あなたの二つの具体的な質問に答えると、まず第一に、「sins(罪)」、「trespasses(過ち)」、「debts(負い目)」は、それぞれ固有の用法を持っていますが、主がギリシヤ語で語っておられる内容という点では、私たちはほぼ同じことについて語っていると言えます。すなわち、神がご自身の愛する御子を犠牲としてささげ、私たちの罪を支払ってくださったことによって、私たちは神に対してすべてを負っているのですから、キリストが私たちの罪を赦された(そして赦すための代価を支払われた)ように、私たちが同じように応じて他の人々を赦さないとすれば、それはきわめて偽善的である、ということです。マタイは文字どおり「負い目」(オフェイレーマタ(ὀφειλήματα/opheilēmata))を用いています。ルカは文字どおり「罪」(ハマルティアス(ἁμαρτίας/hamartias))を用いています。「trespasses(過ち)」は、KJV訳とは別の伝統から来ており、この語は多くの旧約の翻訳において、ヘブル語ペシャ(פֶּשַׁע/pesh’a)に対して用いられることが多いものです。これは本質的には、ヘブル語で「罪」を意味するハタ(חָטָא/chata`)の同義語です(七十人訳では通常、この語を訳すのにハマルティア(ἁμαρτία/hamartia)が用いられます)。したがって、「過ち」と「罪」との間には、真理という点で大きな違いはありません――ただ、人々がこれらの異なる英語の語句に対して抱く反応の違いから、それらを異なるものとして考えるようになってきた、という点を除けばです。「負い目」もまた明らかに個人的な罪について語っており、この祈りの二つの版の間にある密接な並行関係から見て、イエスはこれらを同義語として考えておられたことは明らかです。おそらく厳密に同一の意味ではないとしても、同じ本質的な事柄、すなわち、私たち自身の意志を神の御心の代わりに据えることによって、神の御心に違反することを指しているのです。「負い目」は、注意深く祈る者の関心を、この問題に向けさせ、イエスの犠牲なしには決して支払うことのできなかった負債を、私たちが神に対して負っていたという事実に焦点を当てます。一方、「罪」は、私たち自身の個人的な過ちそのものに鋭く焦点を当てます。 

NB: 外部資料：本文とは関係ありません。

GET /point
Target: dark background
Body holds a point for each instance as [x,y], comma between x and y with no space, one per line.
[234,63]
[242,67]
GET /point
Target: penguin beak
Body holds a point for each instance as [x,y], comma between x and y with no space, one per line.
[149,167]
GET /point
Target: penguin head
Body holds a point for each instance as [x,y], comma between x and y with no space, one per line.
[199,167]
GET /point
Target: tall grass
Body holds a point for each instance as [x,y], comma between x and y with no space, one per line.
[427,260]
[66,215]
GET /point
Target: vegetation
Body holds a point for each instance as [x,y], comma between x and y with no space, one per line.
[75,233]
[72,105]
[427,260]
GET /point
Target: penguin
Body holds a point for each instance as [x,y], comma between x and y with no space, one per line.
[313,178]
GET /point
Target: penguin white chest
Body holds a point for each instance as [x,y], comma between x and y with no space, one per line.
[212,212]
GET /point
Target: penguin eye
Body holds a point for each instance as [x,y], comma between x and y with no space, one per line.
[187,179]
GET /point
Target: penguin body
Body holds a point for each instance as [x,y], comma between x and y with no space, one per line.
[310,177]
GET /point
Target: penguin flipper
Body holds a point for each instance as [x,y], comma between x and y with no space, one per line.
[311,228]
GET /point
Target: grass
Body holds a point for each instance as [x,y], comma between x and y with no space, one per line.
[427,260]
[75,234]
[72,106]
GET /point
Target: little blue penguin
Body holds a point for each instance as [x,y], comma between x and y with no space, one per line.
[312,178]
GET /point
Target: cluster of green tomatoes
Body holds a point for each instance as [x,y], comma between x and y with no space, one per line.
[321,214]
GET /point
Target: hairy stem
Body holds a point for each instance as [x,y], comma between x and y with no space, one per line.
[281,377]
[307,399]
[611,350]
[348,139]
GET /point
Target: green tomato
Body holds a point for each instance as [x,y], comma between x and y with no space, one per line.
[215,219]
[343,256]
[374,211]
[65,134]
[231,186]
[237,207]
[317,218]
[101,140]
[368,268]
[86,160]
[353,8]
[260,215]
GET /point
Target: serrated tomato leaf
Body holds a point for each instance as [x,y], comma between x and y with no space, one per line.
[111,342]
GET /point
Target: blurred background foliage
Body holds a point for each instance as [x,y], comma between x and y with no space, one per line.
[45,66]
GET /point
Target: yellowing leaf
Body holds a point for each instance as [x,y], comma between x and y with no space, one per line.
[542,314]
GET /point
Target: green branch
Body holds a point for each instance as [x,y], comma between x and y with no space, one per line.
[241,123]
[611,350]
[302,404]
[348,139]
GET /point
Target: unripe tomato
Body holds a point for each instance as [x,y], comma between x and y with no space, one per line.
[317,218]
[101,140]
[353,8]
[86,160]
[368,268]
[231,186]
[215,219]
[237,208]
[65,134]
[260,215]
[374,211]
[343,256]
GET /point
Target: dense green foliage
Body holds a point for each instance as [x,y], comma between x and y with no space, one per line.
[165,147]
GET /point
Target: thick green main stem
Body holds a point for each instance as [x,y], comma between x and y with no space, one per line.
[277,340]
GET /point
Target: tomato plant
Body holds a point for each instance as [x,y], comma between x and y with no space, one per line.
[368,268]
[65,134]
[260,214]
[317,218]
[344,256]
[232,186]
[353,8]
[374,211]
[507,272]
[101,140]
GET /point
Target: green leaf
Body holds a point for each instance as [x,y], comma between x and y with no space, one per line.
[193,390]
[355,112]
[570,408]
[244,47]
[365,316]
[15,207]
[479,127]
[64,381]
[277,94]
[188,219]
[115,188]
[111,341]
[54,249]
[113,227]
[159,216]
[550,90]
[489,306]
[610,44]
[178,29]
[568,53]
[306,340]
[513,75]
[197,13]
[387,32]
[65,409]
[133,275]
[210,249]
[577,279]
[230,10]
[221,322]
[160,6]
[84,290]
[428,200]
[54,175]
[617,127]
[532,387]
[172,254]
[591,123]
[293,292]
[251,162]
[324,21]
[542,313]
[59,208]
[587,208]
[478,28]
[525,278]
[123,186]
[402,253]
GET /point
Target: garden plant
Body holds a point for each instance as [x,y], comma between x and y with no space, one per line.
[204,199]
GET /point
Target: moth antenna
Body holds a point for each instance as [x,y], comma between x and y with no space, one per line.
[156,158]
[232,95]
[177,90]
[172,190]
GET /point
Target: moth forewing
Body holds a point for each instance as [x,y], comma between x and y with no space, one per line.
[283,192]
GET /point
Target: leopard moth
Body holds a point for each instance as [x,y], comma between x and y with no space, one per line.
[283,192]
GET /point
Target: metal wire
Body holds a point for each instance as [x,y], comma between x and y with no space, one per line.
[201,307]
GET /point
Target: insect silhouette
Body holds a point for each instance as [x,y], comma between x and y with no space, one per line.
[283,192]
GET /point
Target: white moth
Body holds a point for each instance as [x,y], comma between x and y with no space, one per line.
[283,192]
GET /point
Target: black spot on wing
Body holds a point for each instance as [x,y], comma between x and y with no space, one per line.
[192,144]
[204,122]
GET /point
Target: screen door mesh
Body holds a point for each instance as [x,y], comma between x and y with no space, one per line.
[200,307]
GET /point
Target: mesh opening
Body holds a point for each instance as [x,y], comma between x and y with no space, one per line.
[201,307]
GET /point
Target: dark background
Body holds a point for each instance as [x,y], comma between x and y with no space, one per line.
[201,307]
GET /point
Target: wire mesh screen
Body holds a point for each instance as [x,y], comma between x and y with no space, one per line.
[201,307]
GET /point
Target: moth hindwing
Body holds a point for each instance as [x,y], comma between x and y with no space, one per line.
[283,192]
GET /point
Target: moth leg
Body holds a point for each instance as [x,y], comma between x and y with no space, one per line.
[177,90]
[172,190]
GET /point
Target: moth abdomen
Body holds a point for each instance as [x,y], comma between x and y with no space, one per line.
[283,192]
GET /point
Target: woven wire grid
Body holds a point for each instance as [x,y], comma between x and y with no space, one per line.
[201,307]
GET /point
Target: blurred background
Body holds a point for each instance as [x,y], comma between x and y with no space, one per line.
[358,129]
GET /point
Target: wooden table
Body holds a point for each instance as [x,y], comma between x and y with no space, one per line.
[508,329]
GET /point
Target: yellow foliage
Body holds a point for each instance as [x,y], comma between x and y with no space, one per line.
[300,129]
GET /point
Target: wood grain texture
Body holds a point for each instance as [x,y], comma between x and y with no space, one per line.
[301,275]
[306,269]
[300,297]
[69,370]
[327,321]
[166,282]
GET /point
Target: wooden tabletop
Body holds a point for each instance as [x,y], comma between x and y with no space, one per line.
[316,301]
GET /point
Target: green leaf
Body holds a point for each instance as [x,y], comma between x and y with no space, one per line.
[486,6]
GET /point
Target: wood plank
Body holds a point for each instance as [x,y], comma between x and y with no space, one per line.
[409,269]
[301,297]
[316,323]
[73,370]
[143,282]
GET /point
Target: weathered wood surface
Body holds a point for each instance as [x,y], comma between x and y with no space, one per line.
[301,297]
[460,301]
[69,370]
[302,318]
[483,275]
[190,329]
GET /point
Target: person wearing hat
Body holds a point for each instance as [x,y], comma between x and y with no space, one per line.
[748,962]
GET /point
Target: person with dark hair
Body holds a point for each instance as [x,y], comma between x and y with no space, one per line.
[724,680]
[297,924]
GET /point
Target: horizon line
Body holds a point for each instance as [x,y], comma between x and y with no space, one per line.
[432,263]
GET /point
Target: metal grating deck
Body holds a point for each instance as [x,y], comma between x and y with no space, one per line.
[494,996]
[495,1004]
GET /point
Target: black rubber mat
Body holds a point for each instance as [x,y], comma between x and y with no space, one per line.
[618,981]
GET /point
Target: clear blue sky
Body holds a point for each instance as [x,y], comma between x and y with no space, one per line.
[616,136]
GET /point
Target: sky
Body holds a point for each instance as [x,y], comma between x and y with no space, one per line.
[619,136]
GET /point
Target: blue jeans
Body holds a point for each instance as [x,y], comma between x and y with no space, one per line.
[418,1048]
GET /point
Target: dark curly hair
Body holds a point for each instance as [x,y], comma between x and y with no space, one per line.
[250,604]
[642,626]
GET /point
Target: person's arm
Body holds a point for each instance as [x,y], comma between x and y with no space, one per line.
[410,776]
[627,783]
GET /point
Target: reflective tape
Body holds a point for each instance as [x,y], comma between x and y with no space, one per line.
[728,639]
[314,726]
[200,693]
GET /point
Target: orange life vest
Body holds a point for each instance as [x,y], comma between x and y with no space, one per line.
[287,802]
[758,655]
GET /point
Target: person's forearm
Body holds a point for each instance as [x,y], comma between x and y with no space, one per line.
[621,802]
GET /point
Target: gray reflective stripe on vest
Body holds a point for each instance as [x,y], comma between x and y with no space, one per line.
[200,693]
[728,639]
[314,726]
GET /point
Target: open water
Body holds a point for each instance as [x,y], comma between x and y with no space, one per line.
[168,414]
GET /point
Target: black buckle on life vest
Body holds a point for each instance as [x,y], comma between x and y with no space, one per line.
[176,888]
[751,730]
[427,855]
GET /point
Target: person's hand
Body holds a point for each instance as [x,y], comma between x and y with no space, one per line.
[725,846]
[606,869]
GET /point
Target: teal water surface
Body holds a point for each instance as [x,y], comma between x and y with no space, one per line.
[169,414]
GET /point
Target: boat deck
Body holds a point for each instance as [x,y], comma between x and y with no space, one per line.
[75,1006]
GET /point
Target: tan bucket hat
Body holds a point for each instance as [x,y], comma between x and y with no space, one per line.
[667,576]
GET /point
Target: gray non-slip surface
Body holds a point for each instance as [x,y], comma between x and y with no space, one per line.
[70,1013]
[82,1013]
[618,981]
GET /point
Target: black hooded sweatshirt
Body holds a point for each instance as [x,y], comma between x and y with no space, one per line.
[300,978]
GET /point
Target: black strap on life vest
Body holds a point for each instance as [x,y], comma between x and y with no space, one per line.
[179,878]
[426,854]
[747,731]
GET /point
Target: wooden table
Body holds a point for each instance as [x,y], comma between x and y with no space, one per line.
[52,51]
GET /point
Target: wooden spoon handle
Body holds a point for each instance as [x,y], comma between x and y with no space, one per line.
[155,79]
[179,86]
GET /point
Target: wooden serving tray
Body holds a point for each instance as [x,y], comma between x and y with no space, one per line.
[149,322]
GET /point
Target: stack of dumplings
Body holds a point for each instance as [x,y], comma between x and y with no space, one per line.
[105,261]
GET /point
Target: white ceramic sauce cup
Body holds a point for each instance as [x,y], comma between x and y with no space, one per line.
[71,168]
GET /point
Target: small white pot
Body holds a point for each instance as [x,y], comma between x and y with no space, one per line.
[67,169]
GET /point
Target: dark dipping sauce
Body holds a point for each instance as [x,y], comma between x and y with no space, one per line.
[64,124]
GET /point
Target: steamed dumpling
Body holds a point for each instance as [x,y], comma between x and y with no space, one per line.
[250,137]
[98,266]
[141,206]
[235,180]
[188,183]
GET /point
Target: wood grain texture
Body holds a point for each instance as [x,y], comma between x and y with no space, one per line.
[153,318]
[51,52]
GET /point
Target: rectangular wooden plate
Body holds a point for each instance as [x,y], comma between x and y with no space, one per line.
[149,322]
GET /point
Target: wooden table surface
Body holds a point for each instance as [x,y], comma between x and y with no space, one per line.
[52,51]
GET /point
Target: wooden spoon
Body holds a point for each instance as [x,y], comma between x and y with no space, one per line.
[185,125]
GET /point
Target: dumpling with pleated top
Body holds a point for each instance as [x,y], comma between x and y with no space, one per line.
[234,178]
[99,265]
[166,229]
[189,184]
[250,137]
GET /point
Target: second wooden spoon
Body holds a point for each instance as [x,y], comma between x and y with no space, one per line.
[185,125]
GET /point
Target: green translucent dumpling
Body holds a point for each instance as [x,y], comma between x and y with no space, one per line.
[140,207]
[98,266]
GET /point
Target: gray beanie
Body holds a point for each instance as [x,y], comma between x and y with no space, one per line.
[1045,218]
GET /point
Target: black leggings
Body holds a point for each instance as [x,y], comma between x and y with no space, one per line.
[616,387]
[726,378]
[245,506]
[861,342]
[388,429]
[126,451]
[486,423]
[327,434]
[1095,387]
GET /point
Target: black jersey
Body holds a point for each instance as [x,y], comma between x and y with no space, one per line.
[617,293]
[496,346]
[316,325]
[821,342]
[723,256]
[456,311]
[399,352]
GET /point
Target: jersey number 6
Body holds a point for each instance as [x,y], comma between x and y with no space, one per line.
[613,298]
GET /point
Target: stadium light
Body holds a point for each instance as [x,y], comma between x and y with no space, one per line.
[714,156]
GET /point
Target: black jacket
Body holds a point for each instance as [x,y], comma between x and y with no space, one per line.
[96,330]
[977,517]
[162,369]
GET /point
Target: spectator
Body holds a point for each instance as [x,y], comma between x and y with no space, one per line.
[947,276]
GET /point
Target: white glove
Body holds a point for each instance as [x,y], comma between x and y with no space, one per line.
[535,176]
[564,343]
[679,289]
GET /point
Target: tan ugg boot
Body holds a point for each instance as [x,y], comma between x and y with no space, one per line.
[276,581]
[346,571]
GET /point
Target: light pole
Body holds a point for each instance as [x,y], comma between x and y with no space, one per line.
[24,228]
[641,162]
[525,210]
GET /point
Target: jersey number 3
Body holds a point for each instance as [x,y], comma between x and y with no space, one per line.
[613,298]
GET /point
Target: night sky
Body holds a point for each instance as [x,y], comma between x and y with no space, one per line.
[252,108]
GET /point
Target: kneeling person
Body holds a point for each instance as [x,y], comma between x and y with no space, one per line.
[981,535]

これらの両方の側面は重要であり、それが少なくとも部分的には、この二つの版が存在する理由を説明しているのでしょう――私たちが日々行う必要のあることの一つは、私たちの罪を告白し、そうする中で、1)私たちの完全な罪深さ、2)イエスなしには、罪と数々の罪、およびその罰の下から決して抜け出すことができなかったという事実、3)そして、いま私たちが赦されたのであるから、恨みを抱き続けるのではなく、主の足跡に従って兄弟たちを赦すべきである、ということを認識することです(これは、「赦さないしもべ」のたとえで述べられているのとまったく同じ要点です[マタイ18章21節以下])。 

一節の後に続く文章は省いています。